The battle over the reputation of Paula Broadwell, who had an affair with General David Petraeus, might as well be taking place on some fifteen-year-old’s Facebook page. Each side is painting such an exaggerated portrait of the slut nugget/Florence Nightingale at the center of it that you know you are in the presence of some unreliable narrators. The military men fired the shots over the weekend with their descriptions of Broadwell as a simpering seductress who flashed her bare arms and her 6 minute mile legs at the quivering older man. A “shameless self-promoting prom queen,” said one anonymous military source. A wedding crasher who “got her claws into him.” One general described her as ” seemingly immune to the notion of modesty,” referring not to the affair but to the tight shirts she supposedly wore in Afghanistan.
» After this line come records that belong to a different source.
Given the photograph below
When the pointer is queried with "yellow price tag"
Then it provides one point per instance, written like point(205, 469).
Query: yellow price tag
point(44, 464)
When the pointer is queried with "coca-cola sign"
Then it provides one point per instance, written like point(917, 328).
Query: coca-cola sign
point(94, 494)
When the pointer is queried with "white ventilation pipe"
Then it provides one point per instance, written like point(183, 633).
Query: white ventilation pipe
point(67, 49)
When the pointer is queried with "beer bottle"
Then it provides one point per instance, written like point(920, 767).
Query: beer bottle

Now, from a New York Times interview with her mom friends in the Charlotte, N.C. neighborhood where she lives with her husband and two sons we get the opposite Paula Broadwell: radiologist’s wife, serves dinner by candlelight, walks her boys to the bus stop every morning, wears a costume while handing out candy at Halloween. Raises money for wounded soldiers, mentors young girls, sews the wings back on injured birds with her strong and nimble hands. If she did have an affair, insisted her neighbor Ms. Curme, she will surely “figure her way out of this in a really positive way, without destroying anybody.” She will step up and “take accountability, and nurture her family.”

Which one is she, slutty witch or good witch? Which is the real Paula Broadwell? Such are the unsophisticated questions the nation always asks itself about women at the center of sex scandals, just as if we all had never met anyone who has had an affair or read about such a thing in a novel, and did not understand that these situations are often complicated. Is it possible that Paula Broadwell walked her two sons to the bus stop  and then went home and wrote threatening e-mails to another woman who was or wasn’t also having some kind of relationship with Petraeus? Possible and in fact probable.  Not all mistresses come in cartoonishly mistress-like packages such as, say, Rielle Hunter.
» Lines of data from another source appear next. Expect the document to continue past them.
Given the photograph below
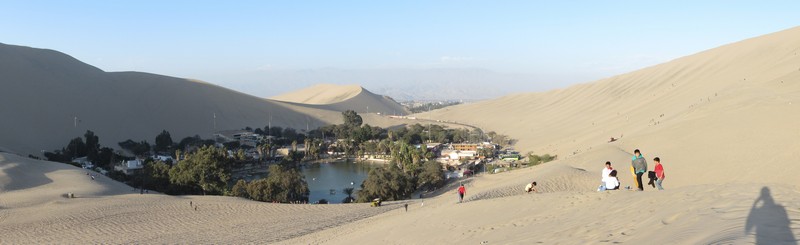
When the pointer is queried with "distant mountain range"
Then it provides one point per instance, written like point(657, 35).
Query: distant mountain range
point(48, 98)
point(467, 84)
Broadwell was a prom queen and did a stint with Black Ops. She seemed fiendishly ambitious but then spoke honestly about her “inability to balance work and family” and how it changed her life.  She wrote a book that was largely described as a “valentine” to Petraeus and then made fun of herself for doing that, telling Jon Stewart that her subject could “turn water into bottled water.” It’s painful in the Stewart clip to watch her straining to portray what was clearly extraordinary and unusual access to General Petraeus as perfectly ordinary. That said, her jokes about her husband’s advice to her on how to sell more books seem genuine and affectionate.

I have no idea what happened between those two and I suspect I never will, unless Broadwell decides to write a book about it. In the meantime, I wish my mistress archetypes were a little more creative and true to life.